A proclamare uno sciopero di 4 ore (dalle 09,30 alle 13,30) è la Segreteria provinciale dell'Ugl autoferrotranvieri, che si va ad unire alla giornata di astensione dal lavoro per 24 ore nel rispetto delle fasce di garanzia indetta dalla Fast Confsal. Le due organizzazioni sindacali più rappresentative non hanno altra scelta che continuare l' azione di sensibilizzazione per sollecitare l' Azienda e le istituzioni a cambiare rotta. «I punti della vertenza – scrivono - oramai sono ben noti a tutti, si passa dalla discutibile gestione del servizio e del personale agli accordi sottoscritti e mai rispettati, per continuare con la grave problematica del deposito bus che doveva essere spostato in una sede più consona e soprattutto sicura, così ci era stato promesso dalla CSC da due anni, ma è divenuta una vera e propria telenovela».

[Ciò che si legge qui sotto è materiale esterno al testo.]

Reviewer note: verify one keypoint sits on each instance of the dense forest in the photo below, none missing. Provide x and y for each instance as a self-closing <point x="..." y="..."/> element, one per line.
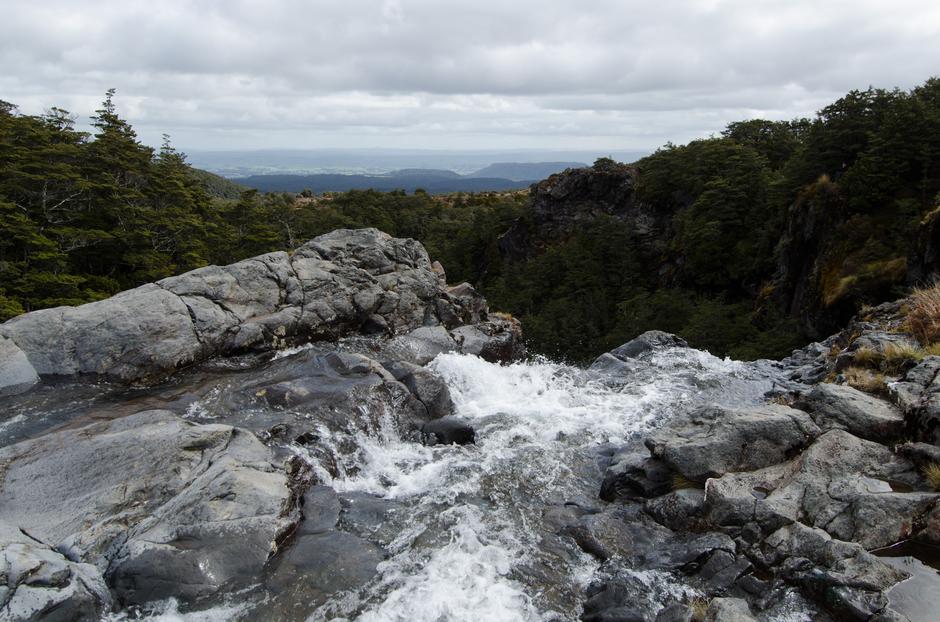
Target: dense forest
<point x="751" y="241"/>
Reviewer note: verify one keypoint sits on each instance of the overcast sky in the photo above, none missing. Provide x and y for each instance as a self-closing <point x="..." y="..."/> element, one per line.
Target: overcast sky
<point x="484" y="74"/>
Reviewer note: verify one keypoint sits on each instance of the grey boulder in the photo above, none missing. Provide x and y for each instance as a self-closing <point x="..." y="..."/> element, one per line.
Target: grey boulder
<point x="39" y="583"/>
<point x="834" y="406"/>
<point x="17" y="374"/>
<point x="842" y="484"/>
<point x="343" y="282"/>
<point x="448" y="431"/>
<point x="160" y="506"/>
<point x="718" y="440"/>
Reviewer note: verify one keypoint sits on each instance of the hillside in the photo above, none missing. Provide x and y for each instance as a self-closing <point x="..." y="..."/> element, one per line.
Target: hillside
<point x="408" y="181"/>
<point x="747" y="243"/>
<point x="217" y="186"/>
<point x="518" y="171"/>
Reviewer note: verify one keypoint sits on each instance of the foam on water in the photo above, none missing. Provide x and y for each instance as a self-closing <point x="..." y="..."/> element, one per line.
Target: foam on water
<point x="533" y="421"/>
<point x="474" y="528"/>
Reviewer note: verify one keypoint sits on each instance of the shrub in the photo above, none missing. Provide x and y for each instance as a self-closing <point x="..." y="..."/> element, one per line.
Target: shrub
<point x="924" y="315"/>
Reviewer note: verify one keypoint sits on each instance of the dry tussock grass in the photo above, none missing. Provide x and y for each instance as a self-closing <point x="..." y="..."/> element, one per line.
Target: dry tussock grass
<point x="932" y="475"/>
<point x="865" y="380"/>
<point x="924" y="314"/>
<point x="897" y="356"/>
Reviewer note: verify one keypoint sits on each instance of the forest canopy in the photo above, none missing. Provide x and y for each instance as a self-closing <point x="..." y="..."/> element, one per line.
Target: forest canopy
<point x="775" y="230"/>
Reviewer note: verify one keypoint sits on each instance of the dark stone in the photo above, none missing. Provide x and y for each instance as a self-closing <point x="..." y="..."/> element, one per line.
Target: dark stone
<point x="650" y="341"/>
<point x="448" y="431"/>
<point x="633" y="474"/>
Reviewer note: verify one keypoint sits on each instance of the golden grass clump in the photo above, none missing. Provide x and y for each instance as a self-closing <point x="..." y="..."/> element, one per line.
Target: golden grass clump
<point x="924" y="314"/>
<point x="932" y="475"/>
<point x="865" y="380"/>
<point x="897" y="355"/>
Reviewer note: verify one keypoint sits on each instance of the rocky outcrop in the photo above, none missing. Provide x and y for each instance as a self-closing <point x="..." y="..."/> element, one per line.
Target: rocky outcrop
<point x="718" y="440"/>
<point x="842" y="484"/>
<point x="565" y="201"/>
<point x="804" y="491"/>
<point x="39" y="583"/>
<point x="161" y="507"/>
<point x="845" y="408"/>
<point x="348" y="281"/>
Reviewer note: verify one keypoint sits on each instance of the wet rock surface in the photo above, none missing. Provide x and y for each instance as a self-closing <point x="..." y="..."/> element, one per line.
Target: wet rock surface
<point x="39" y="583"/>
<point x="369" y="474"/>
<point x="339" y="283"/>
<point x="207" y="483"/>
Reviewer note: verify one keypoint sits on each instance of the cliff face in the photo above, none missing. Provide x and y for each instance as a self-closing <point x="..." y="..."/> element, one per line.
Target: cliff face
<point x="567" y="202"/>
<point x="805" y="268"/>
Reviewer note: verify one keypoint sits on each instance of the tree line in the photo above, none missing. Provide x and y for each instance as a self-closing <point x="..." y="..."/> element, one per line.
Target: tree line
<point x="775" y="231"/>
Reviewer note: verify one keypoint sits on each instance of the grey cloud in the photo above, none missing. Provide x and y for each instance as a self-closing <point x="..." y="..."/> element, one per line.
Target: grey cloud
<point x="241" y="73"/>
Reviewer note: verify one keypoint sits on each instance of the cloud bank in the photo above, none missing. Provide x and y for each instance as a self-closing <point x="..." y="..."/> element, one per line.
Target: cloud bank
<point x="457" y="75"/>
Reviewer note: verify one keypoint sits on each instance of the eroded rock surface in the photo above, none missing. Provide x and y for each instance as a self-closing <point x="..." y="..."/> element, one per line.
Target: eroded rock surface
<point x="161" y="507"/>
<point x="39" y="583"/>
<point x="347" y="281"/>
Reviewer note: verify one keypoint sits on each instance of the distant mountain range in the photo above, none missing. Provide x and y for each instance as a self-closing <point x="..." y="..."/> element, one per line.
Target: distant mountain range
<point x="498" y="176"/>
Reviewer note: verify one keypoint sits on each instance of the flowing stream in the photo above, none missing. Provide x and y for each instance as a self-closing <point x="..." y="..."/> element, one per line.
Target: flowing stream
<point x="473" y="539"/>
<point x="470" y="531"/>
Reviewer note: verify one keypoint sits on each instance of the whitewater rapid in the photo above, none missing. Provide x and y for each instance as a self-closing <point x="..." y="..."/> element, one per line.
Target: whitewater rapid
<point x="472" y="538"/>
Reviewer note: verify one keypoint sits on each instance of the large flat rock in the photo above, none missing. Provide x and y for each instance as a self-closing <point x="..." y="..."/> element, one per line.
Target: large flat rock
<point x="344" y="282"/>
<point x="160" y="506"/>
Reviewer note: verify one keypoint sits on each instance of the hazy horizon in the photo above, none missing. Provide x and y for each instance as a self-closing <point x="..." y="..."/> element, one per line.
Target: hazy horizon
<point x="386" y="74"/>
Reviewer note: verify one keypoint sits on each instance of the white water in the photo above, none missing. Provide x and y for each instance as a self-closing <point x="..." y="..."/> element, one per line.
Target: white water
<point x="536" y="423"/>
<point x="471" y="545"/>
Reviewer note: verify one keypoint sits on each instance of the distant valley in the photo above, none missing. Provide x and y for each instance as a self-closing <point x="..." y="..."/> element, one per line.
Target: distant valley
<point x="497" y="176"/>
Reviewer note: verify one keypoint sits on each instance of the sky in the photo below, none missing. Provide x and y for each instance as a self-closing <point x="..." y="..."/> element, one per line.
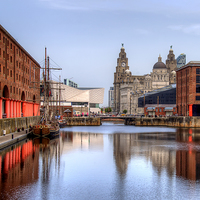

I problemi generati da questa situazione finiscono per essere scaricati sui lavoratori: «A pagare tutto questo sono i lavoratori del settore e l' utenza – scrivono - e non poco ci preoccupa, visto il modus operandi fin qui adottato dal gestore del TPL di Latina, l'inizio dell'anno scolastico per il quale ci siamo attivati nel fare proposte a tutela del servizio e degli autisti augurandoci che le nostre richieste di supporto ai lavoratori nei capolinea e negli snodi più importanti siano ascoltate e considerate da tutti al solo fine di tutelare la salute e la sicurezza dei lavoratori e dei cittadini che usufruiscono del servizio».